Candaki kurban sırrımız
Hac mevsiminde milyonlarca hacıyla birlikte kalbimizin ‘kara nur’una değip kendimizle buluşmaya niyet etmiştik. Dönüyor dönüyorduk insan selinin içinde. Ta ki aslımıza / O’na kavuşalım. Biriciktik ve o kadar da...
Hac mevsiminde milyonlarca hacıyla birlikte kalbimizin ‘kara nur’una değip kendimizle buluşmaya niyet etmiştik. Dönüyor dönüyorduk insan selinin içinde. Ta ki aslımıza / O’na kavuşalım.

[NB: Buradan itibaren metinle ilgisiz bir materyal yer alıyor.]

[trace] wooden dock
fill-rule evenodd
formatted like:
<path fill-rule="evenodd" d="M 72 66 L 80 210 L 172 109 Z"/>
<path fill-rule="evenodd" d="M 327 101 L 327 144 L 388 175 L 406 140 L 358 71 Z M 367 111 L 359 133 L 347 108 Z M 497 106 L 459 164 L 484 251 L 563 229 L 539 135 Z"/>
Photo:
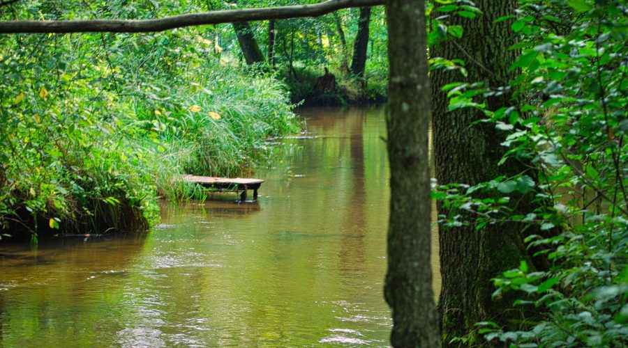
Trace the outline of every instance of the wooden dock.
<path fill-rule="evenodd" d="M 198 184 L 203 187 L 209 187 L 224 191 L 241 191 L 240 200 L 246 200 L 246 191 L 253 190 L 253 200 L 257 200 L 257 189 L 264 182 L 262 179 L 248 179 L 243 177 L 217 177 L 211 176 L 197 176 L 186 174 L 181 175 L 181 179 L 186 182 Z"/>

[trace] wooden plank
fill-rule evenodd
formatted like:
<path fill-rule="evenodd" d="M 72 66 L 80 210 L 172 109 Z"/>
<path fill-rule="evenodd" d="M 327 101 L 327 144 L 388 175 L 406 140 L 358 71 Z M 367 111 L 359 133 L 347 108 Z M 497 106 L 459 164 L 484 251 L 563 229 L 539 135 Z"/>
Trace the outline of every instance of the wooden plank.
<path fill-rule="evenodd" d="M 264 182 L 262 179 L 252 179 L 245 177 L 218 177 L 209 176 L 197 176 L 190 174 L 181 175 L 181 179 L 187 182 L 193 182 L 203 186 L 214 186 L 216 187 L 230 187 L 242 189 L 246 185 L 247 189 L 253 189 L 259 188 Z"/>

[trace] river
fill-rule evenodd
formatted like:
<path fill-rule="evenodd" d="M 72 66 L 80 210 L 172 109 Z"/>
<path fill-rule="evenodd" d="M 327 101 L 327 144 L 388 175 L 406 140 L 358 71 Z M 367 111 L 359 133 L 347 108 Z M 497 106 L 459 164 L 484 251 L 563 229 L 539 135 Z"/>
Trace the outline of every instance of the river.
<path fill-rule="evenodd" d="M 0 242 L 0 346 L 388 345 L 383 110 L 299 113 L 308 132 L 277 141 L 257 203 L 164 205 L 142 236 Z"/>

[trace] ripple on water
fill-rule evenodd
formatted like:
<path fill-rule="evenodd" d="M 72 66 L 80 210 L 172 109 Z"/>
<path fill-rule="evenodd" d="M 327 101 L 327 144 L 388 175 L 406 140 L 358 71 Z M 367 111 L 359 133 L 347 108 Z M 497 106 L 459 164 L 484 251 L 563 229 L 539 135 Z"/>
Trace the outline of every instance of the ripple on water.
<path fill-rule="evenodd" d="M 343 345 L 368 345 L 368 341 L 347 337 L 341 335 L 333 335 L 318 341 L 319 343 L 339 343 Z"/>

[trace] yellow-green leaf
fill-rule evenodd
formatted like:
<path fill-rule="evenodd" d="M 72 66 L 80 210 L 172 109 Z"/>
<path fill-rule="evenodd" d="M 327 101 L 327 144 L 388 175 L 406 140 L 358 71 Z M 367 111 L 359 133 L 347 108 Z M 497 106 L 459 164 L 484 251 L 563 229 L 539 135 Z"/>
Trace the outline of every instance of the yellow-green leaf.
<path fill-rule="evenodd" d="M 41 97 L 41 99 L 44 100 L 48 100 L 48 91 L 46 90 L 46 88 L 43 86 L 42 86 L 41 88 L 39 89 L 39 96 Z"/>

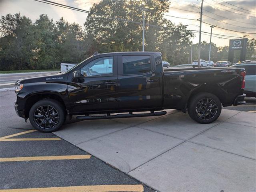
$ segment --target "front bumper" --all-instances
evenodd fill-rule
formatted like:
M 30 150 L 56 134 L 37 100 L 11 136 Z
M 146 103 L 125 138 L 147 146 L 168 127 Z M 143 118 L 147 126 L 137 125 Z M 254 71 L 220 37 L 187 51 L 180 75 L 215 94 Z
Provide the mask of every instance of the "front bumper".
M 18 116 L 22 117 L 24 119 L 26 120 L 26 116 L 25 115 L 25 111 L 24 110 L 20 110 L 18 109 L 19 107 L 19 105 L 16 103 L 16 102 L 14 102 L 14 108 L 15 109 L 15 111 L 16 112 L 16 113 L 17 114 L 17 115 Z
M 242 104 L 244 104 L 246 102 L 244 100 L 244 98 L 246 96 L 246 95 L 243 94 L 242 95 L 238 95 L 234 101 L 233 105 L 234 106 L 236 106 L 237 105 L 242 105 Z

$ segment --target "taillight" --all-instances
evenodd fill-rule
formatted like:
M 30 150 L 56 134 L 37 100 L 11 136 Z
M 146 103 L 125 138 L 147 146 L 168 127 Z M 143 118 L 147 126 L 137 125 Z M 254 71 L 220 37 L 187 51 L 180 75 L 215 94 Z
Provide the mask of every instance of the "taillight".
M 242 78 L 242 84 L 241 85 L 241 88 L 242 89 L 244 89 L 244 88 L 245 87 L 245 75 L 246 74 L 246 72 L 245 71 L 240 72 L 240 76 Z

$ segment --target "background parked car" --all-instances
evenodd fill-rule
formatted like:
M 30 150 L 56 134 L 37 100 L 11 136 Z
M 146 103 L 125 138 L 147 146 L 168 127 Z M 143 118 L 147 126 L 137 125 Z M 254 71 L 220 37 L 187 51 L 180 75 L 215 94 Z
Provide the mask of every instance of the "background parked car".
M 74 64 L 72 63 L 61 63 L 60 64 L 60 71 L 64 72 L 65 71 L 68 71 L 68 70 L 72 69 L 76 65 L 76 64 Z
M 198 60 L 196 60 L 193 61 L 193 62 L 192 63 L 192 64 L 193 66 L 193 67 L 195 67 L 194 66 L 197 66 L 198 64 Z M 202 59 L 200 60 L 200 67 L 207 67 L 208 66 L 209 64 L 206 63 L 206 62 L 204 60 L 203 60 Z
M 214 67 L 228 67 L 233 65 L 233 64 L 230 61 L 219 61 L 214 64 Z
M 163 66 L 164 67 L 167 67 L 168 68 L 170 67 L 170 63 L 167 61 L 163 61 Z
M 212 61 L 206 61 L 206 63 L 209 65 L 209 66 L 213 66 L 214 63 Z
M 236 64 L 230 67 L 245 69 L 246 74 L 244 93 L 246 94 L 246 97 L 256 97 L 256 62 Z

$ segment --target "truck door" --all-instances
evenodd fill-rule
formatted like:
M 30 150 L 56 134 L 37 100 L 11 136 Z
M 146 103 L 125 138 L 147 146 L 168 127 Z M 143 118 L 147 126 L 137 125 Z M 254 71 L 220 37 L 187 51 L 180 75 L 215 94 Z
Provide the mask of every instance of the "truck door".
M 161 107 L 161 76 L 150 54 L 118 54 L 118 105 L 120 109 Z M 162 64 L 162 62 L 161 62 Z M 161 66 L 162 69 L 162 66 Z
M 117 56 L 96 57 L 79 70 L 80 77 L 68 82 L 72 112 L 117 109 Z

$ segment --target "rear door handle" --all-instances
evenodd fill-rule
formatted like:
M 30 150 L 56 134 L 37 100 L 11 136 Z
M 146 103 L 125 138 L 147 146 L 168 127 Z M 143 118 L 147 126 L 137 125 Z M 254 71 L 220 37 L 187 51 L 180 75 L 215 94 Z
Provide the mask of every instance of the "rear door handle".
M 116 83 L 116 82 L 115 81 L 107 81 L 106 82 L 104 82 L 105 84 L 114 84 Z
M 150 79 L 149 80 L 148 80 L 147 81 L 150 83 L 153 83 L 154 82 L 158 82 L 158 79 Z

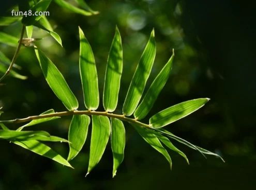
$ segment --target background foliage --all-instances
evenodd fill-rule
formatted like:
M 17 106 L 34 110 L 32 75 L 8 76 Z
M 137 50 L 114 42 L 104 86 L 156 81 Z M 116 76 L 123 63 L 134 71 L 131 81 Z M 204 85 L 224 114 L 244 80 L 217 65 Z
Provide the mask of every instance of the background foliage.
M 11 3 L 11 1 L 9 2 Z M 86 178 L 88 142 L 71 161 L 72 170 L 21 148 L 0 141 L 0 189 L 158 189 L 176 188 L 240 189 L 255 186 L 255 138 L 254 117 L 256 95 L 255 56 L 253 51 L 255 16 L 245 2 L 231 1 L 88 1 L 100 13 L 90 17 L 72 13 L 55 4 L 48 18 L 63 40 L 64 48 L 42 32 L 41 46 L 65 76 L 72 90 L 83 99 L 78 70 L 80 26 L 94 51 L 100 92 L 103 91 L 106 60 L 117 25 L 122 36 L 124 72 L 119 93 L 121 110 L 132 74 L 155 28 L 157 55 L 152 81 L 175 49 L 171 76 L 156 102 L 153 113 L 188 99 L 208 97 L 206 106 L 168 127 L 190 142 L 220 153 L 226 161 L 208 157 L 177 145 L 186 152 L 188 165 L 182 157 L 173 157 L 170 171 L 160 154 L 145 143 L 135 130 L 126 127 L 125 159 L 118 175 L 112 179 L 112 154 L 109 143 L 99 165 Z M 8 7 L 4 3 L 1 12 Z M 1 30 L 18 36 L 21 26 L 12 25 Z M 8 57 L 14 48 L 0 44 Z M 8 77 L 1 87 L 0 107 L 6 119 L 39 114 L 51 108 L 64 109 L 43 78 L 32 48 L 22 48 L 17 64 L 26 80 Z M 102 94 L 100 95 L 102 96 Z M 102 96 L 101 96 L 102 97 Z M 123 98 L 123 99 L 122 99 Z M 83 102 L 80 102 L 81 105 Z M 100 102 L 102 106 L 102 102 Z M 103 108 L 100 108 L 103 110 Z M 70 118 L 42 124 L 40 129 L 66 137 Z M 145 118 L 148 120 L 148 117 Z M 89 130 L 88 133 L 91 131 Z M 68 145 L 55 144 L 67 155 Z

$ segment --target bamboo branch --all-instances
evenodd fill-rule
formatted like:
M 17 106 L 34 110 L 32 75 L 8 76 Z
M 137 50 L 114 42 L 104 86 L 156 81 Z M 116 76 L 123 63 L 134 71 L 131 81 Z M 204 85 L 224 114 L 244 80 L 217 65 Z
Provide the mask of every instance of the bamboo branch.
M 143 123 L 138 121 L 134 118 L 127 117 L 124 115 L 118 115 L 114 113 L 108 113 L 107 112 L 98 112 L 95 111 L 67 111 L 61 112 L 55 112 L 53 113 L 49 113 L 43 115 L 34 115 L 23 118 L 17 118 L 11 120 L 0 120 L 0 123 L 3 124 L 18 124 L 21 123 L 24 123 L 29 122 L 34 119 L 42 119 L 44 118 L 52 117 L 61 117 L 63 116 L 73 115 L 102 115 L 106 116 L 109 117 L 113 117 L 124 121 L 126 121 L 129 123 L 134 123 L 137 125 L 139 125 L 141 126 L 144 127 L 151 128 L 149 125 Z

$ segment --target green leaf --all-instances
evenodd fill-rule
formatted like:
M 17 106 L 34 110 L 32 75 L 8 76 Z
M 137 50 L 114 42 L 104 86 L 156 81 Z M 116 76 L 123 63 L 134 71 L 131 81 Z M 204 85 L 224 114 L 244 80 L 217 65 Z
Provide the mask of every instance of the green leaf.
M 158 152 L 161 153 L 165 158 L 168 162 L 170 163 L 170 166 L 171 169 L 172 163 L 171 157 L 170 157 L 167 150 L 166 150 L 166 149 L 163 147 L 159 139 L 154 134 L 154 131 L 134 124 L 131 123 L 131 124 L 147 143 L 148 143 L 152 147 Z
M 50 113 L 55 113 L 54 110 L 51 109 L 50 110 L 47 110 L 47 111 L 44 112 L 43 113 L 42 113 L 41 114 L 40 114 L 40 115 L 48 114 L 50 114 Z M 48 122 L 49 120 L 58 119 L 59 118 L 61 118 L 61 117 L 54 116 L 54 117 L 46 117 L 46 118 L 43 118 L 41 119 L 32 120 L 31 122 L 30 122 L 28 124 L 24 125 L 23 126 L 19 128 L 17 130 L 17 131 L 20 131 L 22 129 L 23 129 L 23 128 L 24 127 L 28 127 L 28 126 L 32 126 L 33 125 L 40 124 L 41 123 L 46 122 Z
M 111 118 L 111 148 L 113 152 L 113 177 L 116 174 L 118 166 L 123 162 L 125 147 L 125 129 L 123 122 Z
M 73 116 L 68 131 L 68 140 L 71 144 L 69 144 L 68 161 L 76 157 L 82 149 L 86 140 L 90 121 L 88 115 Z
M 188 158 L 187 158 L 187 156 L 186 154 L 183 153 L 182 151 L 179 150 L 177 147 L 176 147 L 170 141 L 170 140 L 167 138 L 167 137 L 161 135 L 158 132 L 155 132 L 155 134 L 157 136 L 158 139 L 164 145 L 165 145 L 166 146 L 167 146 L 169 148 L 170 148 L 171 150 L 173 150 L 174 151 L 178 153 L 179 155 L 180 155 L 182 157 L 184 158 L 184 159 L 186 160 L 187 162 L 188 163 L 188 164 L 189 164 L 189 162 L 188 161 Z
M 3 43 L 10 46 L 16 47 L 19 39 L 6 33 L 0 32 L 0 43 Z
M 153 29 L 131 79 L 123 107 L 124 115 L 130 116 L 132 114 L 139 104 L 151 72 L 155 56 L 156 42 Z
M 79 67 L 84 93 L 84 104 L 89 110 L 99 106 L 99 95 L 95 60 L 89 42 L 79 27 L 80 52 Z
M 135 110 L 134 115 L 137 119 L 140 120 L 144 118 L 153 107 L 158 95 L 168 79 L 170 72 L 172 69 L 174 56 L 173 52 L 172 57 L 156 77 L 146 93 L 143 99 Z
M 78 101 L 61 72 L 53 62 L 37 48 L 35 49 L 43 75 L 51 89 L 69 111 L 78 108 Z
M 34 13 L 36 11 L 38 12 L 46 11 L 51 2 L 52 0 L 41 0 L 31 8 L 32 14 L 35 14 Z M 35 15 L 31 16 L 27 15 L 26 17 L 23 16 L 21 22 L 26 26 L 32 25 L 41 17 L 41 15 L 36 16 Z
M 0 60 L 1 61 L 1 60 Z M 5 65 L 2 64 L 0 62 L 0 72 L 5 73 L 6 71 L 7 71 L 7 67 L 6 67 Z M 27 78 L 27 77 L 26 76 L 22 75 L 14 71 L 14 70 L 11 70 L 11 72 L 10 72 L 10 75 L 11 76 L 13 77 L 15 77 L 17 78 L 18 78 L 21 80 L 26 80 Z
M 82 14 L 85 16 L 91 16 L 94 14 L 91 11 L 86 11 L 75 7 L 73 5 L 65 2 L 64 0 L 54 0 L 54 1 L 61 7 L 65 8 L 76 13 Z
M 50 134 L 42 131 L 17 131 L 14 130 L 0 130 L 0 138 L 5 140 L 26 140 L 27 138 L 35 135 L 49 137 Z
M 115 111 L 118 100 L 123 72 L 123 49 L 120 33 L 116 28 L 108 58 L 103 93 L 103 105 L 108 112 Z
M 151 117 L 149 125 L 154 128 L 164 127 L 197 111 L 209 100 L 209 98 L 194 99 L 170 107 Z
M 93 115 L 93 129 L 91 139 L 89 166 L 86 176 L 99 163 L 109 141 L 111 126 L 109 118 L 101 115 Z
M 42 17 L 40 20 L 34 24 L 34 26 L 46 31 L 62 46 L 62 41 L 61 37 L 53 31 L 52 28 L 47 19 Z
M 0 26 L 8 26 L 21 19 L 21 16 L 0 16 Z
M 194 149 L 194 150 L 197 150 L 199 152 L 200 152 L 203 156 L 204 156 L 204 157 L 205 158 L 206 158 L 206 157 L 204 154 L 213 155 L 213 156 L 216 156 L 217 157 L 219 157 L 219 158 L 220 158 L 221 159 L 221 160 L 223 162 L 225 162 L 224 160 L 219 155 L 218 155 L 215 153 L 210 152 L 210 151 L 209 151 L 207 150 L 206 150 L 205 149 L 203 149 L 203 148 L 201 148 L 198 146 L 194 145 L 193 144 L 189 142 L 188 141 L 186 141 L 186 140 L 184 140 L 184 139 L 182 139 L 178 136 L 176 136 L 175 135 L 173 134 L 173 133 L 171 133 L 170 132 L 167 131 L 166 130 L 161 129 L 160 130 L 159 129 L 156 129 L 156 130 L 160 132 L 160 133 L 161 133 L 164 135 L 166 135 L 169 136 L 170 138 L 172 138 L 172 139 L 175 140 L 175 141 L 177 141 L 180 143 L 182 143 L 182 144 L 185 145 L 186 146 L 189 147 L 190 148 L 192 148 L 192 149 Z
M 92 9 L 84 0 L 76 0 L 76 1 L 81 7 L 84 10 L 91 12 L 93 14 L 97 14 L 99 13 L 99 11 L 95 11 Z
M 27 31 L 27 38 L 32 38 L 32 33 L 33 32 L 33 26 L 26 26 L 26 30 Z
M 49 158 L 61 164 L 73 168 L 70 164 L 61 155 L 49 146 L 37 141 L 14 141 L 13 143 L 38 154 Z

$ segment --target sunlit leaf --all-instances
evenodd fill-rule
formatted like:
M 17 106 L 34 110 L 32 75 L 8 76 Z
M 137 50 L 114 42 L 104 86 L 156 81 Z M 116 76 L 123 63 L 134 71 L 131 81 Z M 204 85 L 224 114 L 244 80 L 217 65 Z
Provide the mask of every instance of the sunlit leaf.
M 183 153 L 181 150 L 179 150 L 177 147 L 176 147 L 171 142 L 170 140 L 167 137 L 161 135 L 159 133 L 156 132 L 155 134 L 157 136 L 158 139 L 161 141 L 161 142 L 163 143 L 166 146 L 167 146 L 171 150 L 173 150 L 174 151 L 178 153 L 182 157 L 184 158 L 188 164 L 189 164 L 189 162 L 188 161 L 188 159 L 187 158 L 186 154 Z
M 12 47 L 16 47 L 19 42 L 19 39 L 6 33 L 0 32 L 0 43 Z
M 99 163 L 109 141 L 111 126 L 107 116 L 93 115 L 89 166 L 86 176 Z
M 32 33 L 33 32 L 33 26 L 26 26 L 26 30 L 27 31 L 27 38 L 32 38 Z
M 34 15 L 27 15 L 27 16 L 23 16 L 23 18 L 21 20 L 22 24 L 26 26 L 29 26 L 34 24 L 34 23 L 38 21 L 42 17 L 42 15 L 39 15 L 41 14 L 37 14 L 38 15 L 36 16 L 34 13 L 36 11 L 38 12 L 46 11 L 51 2 L 52 0 L 41 0 L 38 2 L 38 3 L 31 9 L 31 12 Z
M 153 131 L 144 127 L 141 127 L 134 124 L 131 124 L 136 129 L 137 132 L 143 138 L 143 139 L 148 143 L 152 147 L 161 153 L 170 163 L 171 169 L 172 168 L 172 160 L 167 152 L 167 150 L 163 147 L 159 139 L 154 134 Z
M 84 104 L 89 110 L 99 106 L 99 95 L 95 60 L 89 42 L 79 27 L 80 51 L 79 67 L 84 93 Z
M 139 104 L 151 72 L 155 56 L 156 42 L 153 30 L 131 79 L 123 107 L 124 115 L 130 116 L 132 114 Z
M 68 161 L 73 159 L 79 153 L 85 142 L 90 124 L 90 117 L 85 115 L 74 115 L 68 131 L 69 153 Z
M 54 0 L 54 1 L 60 6 L 76 13 L 81 14 L 85 16 L 90 16 L 93 14 L 95 14 L 91 11 L 83 10 L 75 7 L 69 3 L 65 2 L 64 0 Z
M 36 22 L 34 25 L 46 31 L 62 46 L 62 41 L 61 37 L 56 32 L 53 31 L 50 23 L 45 17 L 42 17 L 38 22 Z
M 180 143 L 182 143 L 182 144 L 185 145 L 186 146 L 187 146 L 189 148 L 191 148 L 194 149 L 194 150 L 197 150 L 199 152 L 200 152 L 205 158 L 206 158 L 206 157 L 204 154 L 213 155 L 213 156 L 215 156 L 216 157 L 219 157 L 219 158 L 220 158 L 221 159 L 221 160 L 223 162 L 225 162 L 224 161 L 224 160 L 218 154 L 216 154 L 215 153 L 214 153 L 214 152 L 212 152 L 209 151 L 208 150 L 207 150 L 206 149 L 204 149 L 201 148 L 198 146 L 194 145 L 193 144 L 189 142 L 188 141 L 186 141 L 186 140 L 184 140 L 184 139 L 182 139 L 178 136 L 175 135 L 173 133 L 171 133 L 170 132 L 169 132 L 168 131 L 167 131 L 166 130 L 161 129 L 160 130 L 159 129 L 156 129 L 156 130 L 160 132 L 160 133 L 162 133 L 163 134 L 167 135 L 168 136 L 170 137 L 170 138 L 173 139 L 175 140 L 175 141 L 177 141 Z
M 123 72 L 123 49 L 117 27 L 108 59 L 103 93 L 103 105 L 108 112 L 114 111 L 117 105 L 120 80 Z
M 172 69 L 174 56 L 173 53 L 172 57 L 150 86 L 141 103 L 135 110 L 134 115 L 137 119 L 144 118 L 153 107 L 158 95 L 168 79 L 170 72 Z
M 151 117 L 149 125 L 154 128 L 164 127 L 194 112 L 209 100 L 209 98 L 194 99 L 170 107 Z
M 21 16 L 0 16 L 0 26 L 8 26 L 21 19 Z
M 48 114 L 50 113 L 54 113 L 54 112 L 55 112 L 54 110 L 53 109 L 51 109 L 50 110 L 47 110 L 47 111 L 44 112 L 43 113 L 42 113 L 41 114 L 40 114 L 40 115 Z M 41 123 L 48 122 L 48 121 L 53 120 L 53 119 L 57 119 L 58 118 L 61 118 L 61 117 L 54 116 L 54 117 L 46 117 L 46 118 L 43 118 L 41 119 L 32 120 L 31 122 L 27 123 L 27 124 L 24 125 L 23 126 L 19 128 L 17 130 L 18 131 L 20 131 L 22 129 L 23 129 L 23 128 L 24 127 L 28 127 L 28 126 L 32 126 L 33 125 L 37 125 L 37 124 L 40 124 Z
M 78 101 L 61 72 L 53 62 L 37 48 L 35 49 L 43 75 L 56 96 L 70 111 L 78 108 Z
M 1 61 L 1 60 L 0 60 Z M 0 73 L 5 73 L 7 71 L 7 67 L 0 63 Z M 22 75 L 13 70 L 10 72 L 10 75 L 12 77 L 18 78 L 21 80 L 25 80 L 27 78 L 26 76 Z
M 111 148 L 113 152 L 113 177 L 118 166 L 123 162 L 125 147 L 125 129 L 123 122 L 117 119 L 111 118 Z
M 38 154 L 50 158 L 61 164 L 73 168 L 68 162 L 50 147 L 35 140 L 14 141 L 12 143 Z
M 76 0 L 76 1 L 81 7 L 86 11 L 89 11 L 93 14 L 97 14 L 99 13 L 99 11 L 95 11 L 92 9 L 92 8 L 85 3 L 84 0 Z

Biriciktik ve o kadar da bir’dik. Birimiz eksik olsak hakikat tamam olmayacaktı.
Böyle sonsuz içerideyken, bir anda Kâbe’ye inen basamaklarda bir hacının boylu boyunca uzandığını fark ettim. Bir Afgan veya Peştun olabilirdi. Üzerinde hardal renkli yerel bir giysi vardı. Merdivene baygın bir şekilde boylu boyunca uzanmıştı. On kişilik bir yer kaplamıştı en az. Çok cılızdı, belki midesini tıka basa dolduracak bir şeyler yemeyeli aylar olmuştu. Takati kalmamış gibiydi.
Bense büyülenmiştim. Onu bu halinin “ölmeden önce ölün” hadisinden mülhem benliğimizi yok etme mücahedesinin somut bir tezahürü olarak görmüştüm oracıkta. Nefsini teslim almış, onu terbiye etmiş birinin sırrını taşıyordu. “Sen çıkarsan aradan kalır seni Yaradan” sözünün canlı misaliydi. Fakr halindeydi.
Tabii bunlar benim kişisel yorumum, manada gerçeği tabir edecek ehil biri elbet haddimi bildirirdi bana. Ama cahilce olduğunu bile bile bende açtığı gerçeğe yaklaşmaya çalışıyordum.
Hacı, büyük bir şevkle Kâbe’yi seyrediyordu yattığı yerden. O an farkına vardım. O insan selinin ortasında ona öyle bir genişlik bahşedilmişti ki. Rabbim mekânı ona öyle bir açmıştı ki. Kimse ona çarpmıyor, ona değmiyor, ona takılıp düşmüyordu. Kimse onun işgal ettiği yerden şikâyetçi değildi. Mekân onun hizmetine verilmişti.